Courtenay’s John Higginbotham was skeptical provincial supports for people with disabilities would improve when community consultations were announced last year by government.
But, now that he’s read the Disability Consultation Report and gone over the recently released Accessibility 2024 Action Plan, he says he’s less doubtful.
“I have to say I was impressed that they are trying to determine whether or not they are successful in making some transformations by requiring numbers,” says Higginbotham, who suffers from muscular dystrophy and is a member of the Comox Valley Accessibility Committee.
“It’s all positive, if it works out – I mean the proof of the pudding is always in the eating.
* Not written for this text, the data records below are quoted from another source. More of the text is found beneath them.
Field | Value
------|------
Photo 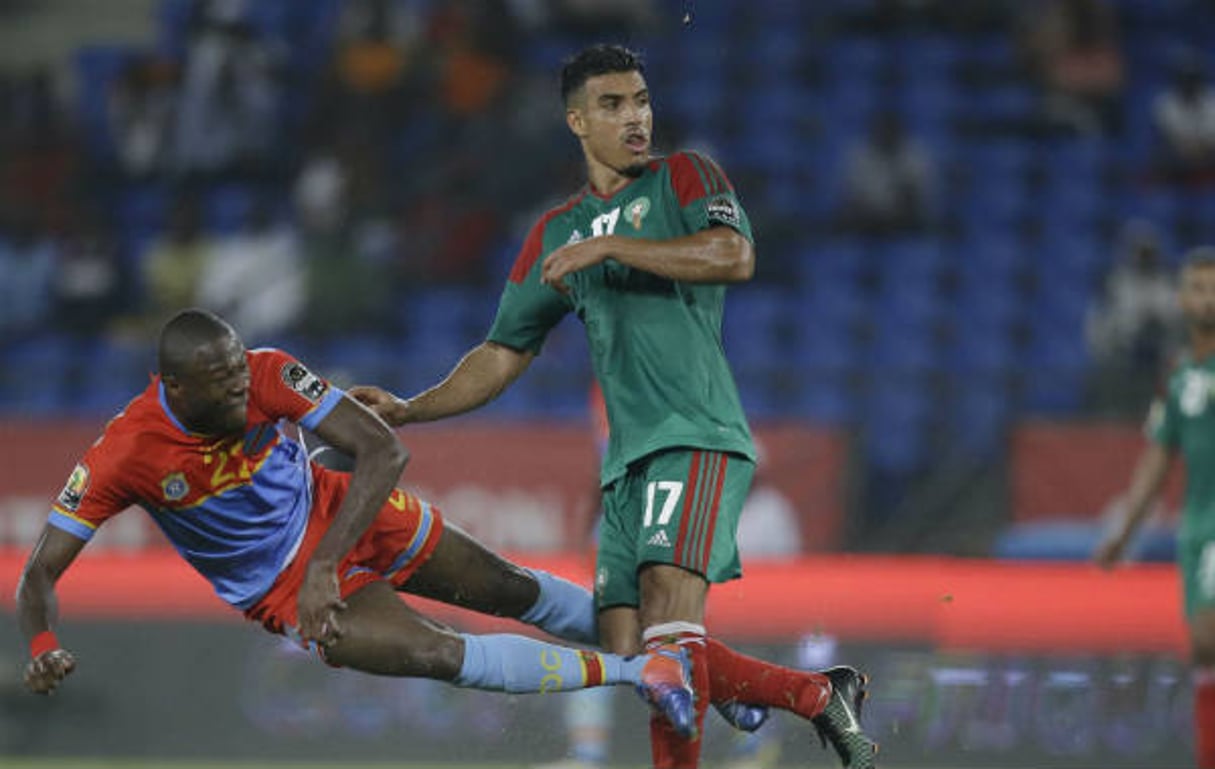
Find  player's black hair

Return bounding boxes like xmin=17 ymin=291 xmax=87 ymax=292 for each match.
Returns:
xmin=561 ymin=43 xmax=645 ymax=104
xmin=157 ymin=309 xmax=236 ymax=377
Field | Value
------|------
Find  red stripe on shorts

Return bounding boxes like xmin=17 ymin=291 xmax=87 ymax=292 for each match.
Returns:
xmin=578 ymin=651 xmax=605 ymax=686
xmin=700 ymin=454 xmax=730 ymax=573
xmin=676 ymin=451 xmax=700 ymax=562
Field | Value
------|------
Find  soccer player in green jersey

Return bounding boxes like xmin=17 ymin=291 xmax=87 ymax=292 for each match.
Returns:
xmin=352 ymin=45 xmax=875 ymax=769
xmin=1095 ymin=247 xmax=1215 ymax=769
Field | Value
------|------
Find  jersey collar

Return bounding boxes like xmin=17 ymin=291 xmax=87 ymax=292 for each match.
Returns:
xmin=156 ymin=379 xmax=194 ymax=436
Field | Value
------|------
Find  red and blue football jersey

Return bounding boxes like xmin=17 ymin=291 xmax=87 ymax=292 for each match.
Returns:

It’s one thing saying, ‘we’re going to do this and that’ – some of the things that they say are very easy to do and would make life easier, wouldn’t cost much money – some of the other things that people are … needing are more expensive.”
12 building blocks
The action plan includes 12 building blocks for accessibility: inclusive government; accessible service delivery; accessible Internet; accessible built environment; accessible housing; accessible transportation; income support; employment; financial security; inclusive communities; emergency preparedness; and consumer experience.
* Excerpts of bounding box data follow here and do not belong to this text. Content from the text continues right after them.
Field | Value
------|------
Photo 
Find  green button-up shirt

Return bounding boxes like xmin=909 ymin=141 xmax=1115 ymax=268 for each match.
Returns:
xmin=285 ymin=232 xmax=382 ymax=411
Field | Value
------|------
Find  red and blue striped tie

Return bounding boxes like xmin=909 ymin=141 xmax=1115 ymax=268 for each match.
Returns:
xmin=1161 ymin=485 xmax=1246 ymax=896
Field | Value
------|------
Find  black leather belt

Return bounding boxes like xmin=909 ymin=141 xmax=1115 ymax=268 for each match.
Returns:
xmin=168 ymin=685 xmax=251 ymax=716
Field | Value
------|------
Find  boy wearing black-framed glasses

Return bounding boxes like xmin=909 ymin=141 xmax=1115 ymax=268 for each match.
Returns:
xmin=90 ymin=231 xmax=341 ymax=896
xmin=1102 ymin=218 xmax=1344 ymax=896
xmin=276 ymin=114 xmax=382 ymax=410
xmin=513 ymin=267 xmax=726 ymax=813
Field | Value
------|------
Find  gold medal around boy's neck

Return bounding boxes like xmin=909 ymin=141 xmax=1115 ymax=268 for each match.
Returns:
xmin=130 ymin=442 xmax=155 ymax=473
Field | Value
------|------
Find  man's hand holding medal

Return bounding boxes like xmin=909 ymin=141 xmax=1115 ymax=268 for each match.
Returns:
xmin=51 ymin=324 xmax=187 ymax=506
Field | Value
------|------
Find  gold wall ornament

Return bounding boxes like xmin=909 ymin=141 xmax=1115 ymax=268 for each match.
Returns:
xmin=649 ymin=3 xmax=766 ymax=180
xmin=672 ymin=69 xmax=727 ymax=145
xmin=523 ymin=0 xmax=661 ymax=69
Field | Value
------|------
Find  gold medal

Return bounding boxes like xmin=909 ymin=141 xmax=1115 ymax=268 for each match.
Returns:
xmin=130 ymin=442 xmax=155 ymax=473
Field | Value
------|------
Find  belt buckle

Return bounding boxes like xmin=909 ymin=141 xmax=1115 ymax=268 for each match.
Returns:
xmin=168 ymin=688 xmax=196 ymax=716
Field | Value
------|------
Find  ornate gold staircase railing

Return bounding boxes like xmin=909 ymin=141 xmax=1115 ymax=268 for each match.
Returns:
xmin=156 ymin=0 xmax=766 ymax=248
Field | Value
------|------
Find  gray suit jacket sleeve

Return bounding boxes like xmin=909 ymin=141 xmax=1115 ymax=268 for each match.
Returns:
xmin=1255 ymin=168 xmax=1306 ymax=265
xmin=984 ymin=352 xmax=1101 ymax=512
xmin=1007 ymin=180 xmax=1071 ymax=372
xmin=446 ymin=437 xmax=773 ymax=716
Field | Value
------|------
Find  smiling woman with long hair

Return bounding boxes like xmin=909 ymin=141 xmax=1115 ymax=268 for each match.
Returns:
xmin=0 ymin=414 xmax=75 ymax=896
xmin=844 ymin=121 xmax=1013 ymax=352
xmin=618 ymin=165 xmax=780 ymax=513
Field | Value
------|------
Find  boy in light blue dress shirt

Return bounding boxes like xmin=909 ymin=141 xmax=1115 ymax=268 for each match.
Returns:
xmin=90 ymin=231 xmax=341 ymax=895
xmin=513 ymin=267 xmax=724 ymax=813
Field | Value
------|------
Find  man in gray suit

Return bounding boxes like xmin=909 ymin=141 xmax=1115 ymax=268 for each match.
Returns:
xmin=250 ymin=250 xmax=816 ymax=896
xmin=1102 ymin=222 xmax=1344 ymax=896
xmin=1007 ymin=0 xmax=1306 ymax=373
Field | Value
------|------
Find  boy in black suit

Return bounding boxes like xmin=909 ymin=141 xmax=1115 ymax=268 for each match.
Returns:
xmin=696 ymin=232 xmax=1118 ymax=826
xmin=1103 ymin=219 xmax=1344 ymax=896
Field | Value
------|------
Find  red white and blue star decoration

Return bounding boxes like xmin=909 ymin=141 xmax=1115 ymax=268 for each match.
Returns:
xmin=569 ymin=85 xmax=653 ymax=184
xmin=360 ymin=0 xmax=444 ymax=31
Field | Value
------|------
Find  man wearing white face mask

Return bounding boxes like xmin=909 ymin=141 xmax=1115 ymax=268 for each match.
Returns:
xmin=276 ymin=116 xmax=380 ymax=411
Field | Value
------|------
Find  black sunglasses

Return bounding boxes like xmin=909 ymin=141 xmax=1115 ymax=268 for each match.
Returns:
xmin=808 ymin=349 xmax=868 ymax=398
A goal is listed for each building block, plus how government will measure its success in reaching that goal.
For example, to measure success in creating more accessible housing options, government will look at the percentage of B.C. publicly-owned housing that is accessible and the percentage of new homes that are built to be accessible.
“That’s a very good thing because accessible housing is difficult for everybody,” Higginbotham says from his wheelchair-friendly home in Courtenay.
“There’s 27 units here, almost all main-floor units – this is the only building I can get into … I put in a ramp; I got (the unit) in the framing stage so I was able to make some changes.”
Higginbotham adds the inclusive government building block is another interesting part of the action plan.
“They’re talking about getting an accessibility secretariat, which means that there would be a place where people could go for all-in-one services, for getting some guidance,” he says.
“If they do create (one) – a secretary of the disabled, all of that can help.”
Funding still needed
However, Higginbotham says a lack of committed funding to some of the more costly improvements asked for during the consultations is a sticking point for him.
“They expect people on disability to live on $906 a month,” he says, noting the action plan says: ‘Consider disability assistance rate increases as the fiscal situation allows.’
“That’s one of the problems that I personally have with it is when they say they want to be the most progressive (province in the country), but they’re not willing to spend and they’re not willing to look at a preventative or proactive approach.”
Accessible transportation is another area he says would be costly to improve, but is an area where improvement is very important.
Comox Valley MLA Don McRae, who is the Minister of Social Development and Social Innovation, thanks everyone who came to one of the 19 community consultation sessions, gave feedback via one of the various other methods, such as online, by phone or e-mail.
“Together with the disability and business communities, our government will forge ahead with a shared roadmap,” McRae says in a statement.
“Your contributions have guided this consultation and will lead us as we continue the work needed to become the most progressive place to live in Canada for people with disabilities.”